Since around 2010, I hosted my website with Dreamhost, and made it using Django and SQL. While it was fun to have a reason to play with those tools, it was definitely overkill for my needs, and publishing new content was harder than it needed to be. Not to mention I never quite managed to find time to debug the site fully, or keep it's code it up-to-date.

Fortunately, those days are now over thanks to Github, Pelican, and Travis! My new site is static, generated using Pelican, with Jninja2 templates. The posts are all written in markdown, and creating new content is now as easy as typing out a quick plain-text doc, pushing it to the blogs Github repo, and then letting Travis do the work of automatically pulling the repo, building the site, and pushing the actual web pages to gh-pages branch on Github, where they are served with my old top-level domain!

All this means the site is much simpler, cheaper, and more lightweight, and, more importantly, I should be able to focus much more on content. Horray!

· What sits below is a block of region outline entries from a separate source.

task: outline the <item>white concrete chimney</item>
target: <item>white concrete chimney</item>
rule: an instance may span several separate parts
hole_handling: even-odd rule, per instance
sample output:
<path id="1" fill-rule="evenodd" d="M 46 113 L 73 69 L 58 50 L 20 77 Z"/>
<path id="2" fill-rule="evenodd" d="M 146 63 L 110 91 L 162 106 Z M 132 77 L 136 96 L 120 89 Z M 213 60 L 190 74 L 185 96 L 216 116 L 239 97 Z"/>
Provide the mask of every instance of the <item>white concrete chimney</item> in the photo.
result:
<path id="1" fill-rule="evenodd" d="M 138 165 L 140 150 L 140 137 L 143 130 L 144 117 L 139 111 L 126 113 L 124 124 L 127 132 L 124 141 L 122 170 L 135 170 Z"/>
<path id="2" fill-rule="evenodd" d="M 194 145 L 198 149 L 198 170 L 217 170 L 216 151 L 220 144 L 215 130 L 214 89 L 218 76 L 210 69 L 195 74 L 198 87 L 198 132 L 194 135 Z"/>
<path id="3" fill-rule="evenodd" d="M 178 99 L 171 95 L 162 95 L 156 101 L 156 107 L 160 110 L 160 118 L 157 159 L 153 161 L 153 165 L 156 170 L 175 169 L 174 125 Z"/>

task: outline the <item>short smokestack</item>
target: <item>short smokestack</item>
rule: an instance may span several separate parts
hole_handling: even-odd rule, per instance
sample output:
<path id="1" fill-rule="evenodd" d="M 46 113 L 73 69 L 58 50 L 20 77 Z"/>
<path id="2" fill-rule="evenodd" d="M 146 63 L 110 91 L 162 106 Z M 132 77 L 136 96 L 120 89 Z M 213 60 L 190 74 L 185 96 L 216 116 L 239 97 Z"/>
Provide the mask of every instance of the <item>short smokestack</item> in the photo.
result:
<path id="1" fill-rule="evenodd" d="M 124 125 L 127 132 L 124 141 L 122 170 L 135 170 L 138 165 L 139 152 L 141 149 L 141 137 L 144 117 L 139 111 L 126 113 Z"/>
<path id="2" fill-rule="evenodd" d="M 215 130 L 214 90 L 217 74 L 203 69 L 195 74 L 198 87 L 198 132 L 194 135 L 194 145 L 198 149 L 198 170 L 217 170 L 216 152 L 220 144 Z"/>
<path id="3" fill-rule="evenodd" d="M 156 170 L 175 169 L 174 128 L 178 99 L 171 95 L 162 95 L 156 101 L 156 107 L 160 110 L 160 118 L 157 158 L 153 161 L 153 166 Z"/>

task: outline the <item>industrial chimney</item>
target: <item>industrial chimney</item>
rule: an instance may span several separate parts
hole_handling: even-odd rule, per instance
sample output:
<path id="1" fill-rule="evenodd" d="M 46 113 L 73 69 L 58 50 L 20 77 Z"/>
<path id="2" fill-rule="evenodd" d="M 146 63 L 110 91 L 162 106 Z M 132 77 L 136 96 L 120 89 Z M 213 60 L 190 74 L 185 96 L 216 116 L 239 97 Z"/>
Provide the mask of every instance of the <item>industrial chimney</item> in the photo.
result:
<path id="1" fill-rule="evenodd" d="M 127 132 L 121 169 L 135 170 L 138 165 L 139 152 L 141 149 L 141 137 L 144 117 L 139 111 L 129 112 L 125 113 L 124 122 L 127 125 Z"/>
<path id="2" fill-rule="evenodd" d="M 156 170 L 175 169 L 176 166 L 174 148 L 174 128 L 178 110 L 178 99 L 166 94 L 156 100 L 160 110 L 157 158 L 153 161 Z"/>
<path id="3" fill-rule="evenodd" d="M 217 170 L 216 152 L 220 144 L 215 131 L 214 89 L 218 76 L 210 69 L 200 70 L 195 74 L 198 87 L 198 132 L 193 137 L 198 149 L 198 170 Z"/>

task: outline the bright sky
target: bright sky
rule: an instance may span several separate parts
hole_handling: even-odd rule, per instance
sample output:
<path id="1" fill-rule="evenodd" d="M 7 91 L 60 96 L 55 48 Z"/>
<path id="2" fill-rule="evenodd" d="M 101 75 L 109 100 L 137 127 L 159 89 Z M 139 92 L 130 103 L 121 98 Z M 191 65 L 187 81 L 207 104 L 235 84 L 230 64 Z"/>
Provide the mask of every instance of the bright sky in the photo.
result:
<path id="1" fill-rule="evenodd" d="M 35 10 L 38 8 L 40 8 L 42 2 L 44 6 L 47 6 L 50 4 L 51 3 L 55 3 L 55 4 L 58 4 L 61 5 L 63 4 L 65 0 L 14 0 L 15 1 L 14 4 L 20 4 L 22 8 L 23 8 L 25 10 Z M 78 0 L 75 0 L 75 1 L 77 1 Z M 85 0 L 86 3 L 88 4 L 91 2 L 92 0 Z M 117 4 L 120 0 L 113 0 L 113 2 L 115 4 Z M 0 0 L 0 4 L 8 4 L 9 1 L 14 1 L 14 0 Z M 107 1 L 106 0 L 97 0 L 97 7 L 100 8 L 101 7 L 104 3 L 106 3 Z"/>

If you want to see a guide of how to do this for yourself, I found a few, such as this one. You can also grab a copy of my repo, and play with it. Feel free to use the template, a forked version of the Pure theme and adapted. If you are looking for an even easier solution you can also do the same thing using the Jekyll, but personally I wanted a Python-based solution.

One complication of this set up is that you have to give Travis an ssh key to push to your repo, so this requires you to set up Travis deploy key, but it is straightforward (details here).

A nice feature has been Pelican's plugins, which are easy to use. I simply added the plugin repo as a submodule to my blogsite, then declare which one I want to use in the settings file, and viola: simple YouTube embedding, Tag-clouds, footnotes, formatted code with syntax highlighting, and loads of other nice features to play with!